In the assessment of tunnel and graft placement after ACL reconstruction, Illingworth et al. [24] confirmed with 3D computed tomography that a femoral tunnel angle greater than 32.7º (100 % sensitivity and 85 % specificity) on the anteroposterior radiograph of the knee and an inclination angle less than 55º (100 % sensitivity and 87.5 % specificity) on the sagittal MRI of the knee is an effective method to determine whether the ACL reconstruction is within the anatomical ranges. In the current study, we observed that the AMP technique was superior to TT technique in providing ACL reconstruction within anatomical range (p < 0.001). We consider that the radiological evaluation method of Illingworth et al. [24] is easy and beneficial to determine whether ACL reconstruction is within the anatomical ranges or not.

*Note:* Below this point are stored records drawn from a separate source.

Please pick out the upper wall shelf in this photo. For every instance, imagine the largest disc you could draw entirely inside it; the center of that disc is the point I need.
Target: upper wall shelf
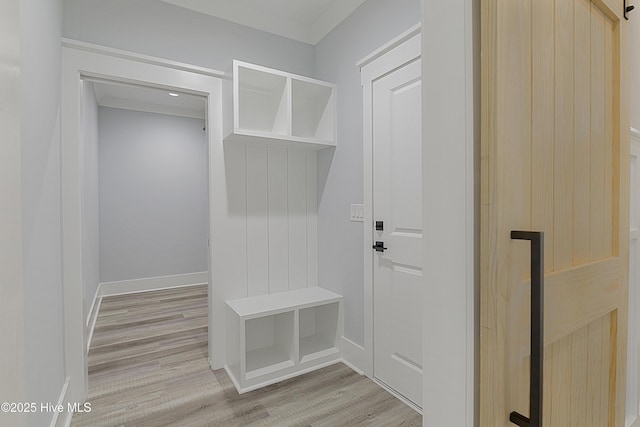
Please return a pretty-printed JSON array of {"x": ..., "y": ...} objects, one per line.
[{"x": 275, "y": 107}]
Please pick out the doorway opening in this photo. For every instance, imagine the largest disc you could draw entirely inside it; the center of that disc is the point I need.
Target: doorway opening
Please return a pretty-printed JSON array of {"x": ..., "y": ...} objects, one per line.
[
  {"x": 146, "y": 217},
  {"x": 130, "y": 72}
]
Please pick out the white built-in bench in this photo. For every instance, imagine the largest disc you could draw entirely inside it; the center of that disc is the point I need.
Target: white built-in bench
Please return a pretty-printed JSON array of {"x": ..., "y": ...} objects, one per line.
[{"x": 278, "y": 336}]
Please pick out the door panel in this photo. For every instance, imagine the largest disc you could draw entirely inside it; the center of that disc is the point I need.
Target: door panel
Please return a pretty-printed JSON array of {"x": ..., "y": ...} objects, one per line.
[
  {"x": 397, "y": 201},
  {"x": 554, "y": 159}
]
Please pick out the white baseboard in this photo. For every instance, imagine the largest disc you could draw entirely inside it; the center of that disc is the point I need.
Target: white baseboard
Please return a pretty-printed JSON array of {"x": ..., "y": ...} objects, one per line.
[
  {"x": 139, "y": 285},
  {"x": 63, "y": 418},
  {"x": 354, "y": 356},
  {"x": 153, "y": 283},
  {"x": 95, "y": 309}
]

A controlled laboratory study showed that the AMP technique better restores the femoral external rotation at midstance and anterior–posterior translation during the swing phase than the TT technique does [6]. However, the AMP technique is also correlated with an extension loss during the late stance phase. In a recent meta-analysis of 15 studies including cadaveric, in vivo and clinical studies showed that there are biomechanical data suggesting improved knee stability and more anatomic graft placement with independent drilling [32]. Although improved Lysholm scores with independent drilling were reported, the clinical relevance of this small difference is questionable. There were no significant differences in IKDC or Tegner scores between groups. A retrospective comparative study (n = 88) showed that patients who underwent ACL reconstruction with AMP approach showed fever but not statistically significant degenerative changes than those patients who underwent ACL reconstruction with TT approach at 5-year follow-up [15]. A recent multicenter study (n = 380) showed that patients who underwent ACL reconstruction with a transtibial technique had significantly higher odds of undergoing repeat ipsilateral knee surgery relative to those who underwent reconstruction with an anteromedial portal technique.

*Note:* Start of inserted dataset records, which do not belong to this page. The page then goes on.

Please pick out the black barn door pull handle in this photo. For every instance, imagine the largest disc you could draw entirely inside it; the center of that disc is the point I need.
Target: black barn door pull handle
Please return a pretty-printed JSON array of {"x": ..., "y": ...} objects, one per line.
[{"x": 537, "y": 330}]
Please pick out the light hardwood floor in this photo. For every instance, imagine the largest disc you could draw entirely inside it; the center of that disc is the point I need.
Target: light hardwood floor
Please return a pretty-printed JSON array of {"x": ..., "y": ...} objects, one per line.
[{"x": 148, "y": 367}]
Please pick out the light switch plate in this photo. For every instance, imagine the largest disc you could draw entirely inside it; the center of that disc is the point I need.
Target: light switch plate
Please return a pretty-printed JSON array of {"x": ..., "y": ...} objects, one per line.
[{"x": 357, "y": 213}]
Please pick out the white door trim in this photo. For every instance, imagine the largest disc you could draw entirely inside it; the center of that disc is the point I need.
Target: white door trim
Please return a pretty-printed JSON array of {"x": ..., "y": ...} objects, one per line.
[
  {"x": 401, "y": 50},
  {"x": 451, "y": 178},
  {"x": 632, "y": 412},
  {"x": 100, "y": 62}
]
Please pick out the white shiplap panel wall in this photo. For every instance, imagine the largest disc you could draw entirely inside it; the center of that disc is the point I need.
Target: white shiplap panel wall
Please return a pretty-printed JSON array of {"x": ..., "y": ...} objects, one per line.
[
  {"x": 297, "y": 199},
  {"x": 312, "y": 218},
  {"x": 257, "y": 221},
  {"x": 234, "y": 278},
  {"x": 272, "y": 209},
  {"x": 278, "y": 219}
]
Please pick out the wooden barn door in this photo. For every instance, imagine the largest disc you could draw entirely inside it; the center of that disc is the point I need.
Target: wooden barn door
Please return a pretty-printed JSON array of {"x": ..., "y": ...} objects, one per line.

This study has several limitations. First, this is a retrospective study with no randomization. Second, it comprises a relatively small number of patients. Third, it is a short-term study. Finally, X-ray or computed tomography control measures were not used for exact tunnel position. Future studies with long-term follow-up may investigate the superiority of AMP technique in terms of failure and osteoarthritis of the knee.

In conclusion, the AMP technique was superior to the TT technique in providing the anatomical placement of the graft and regarding time to return sports in ACL reconstruction. However, there was no significant difference between the groups in the early period in terms of the clinical outcomes.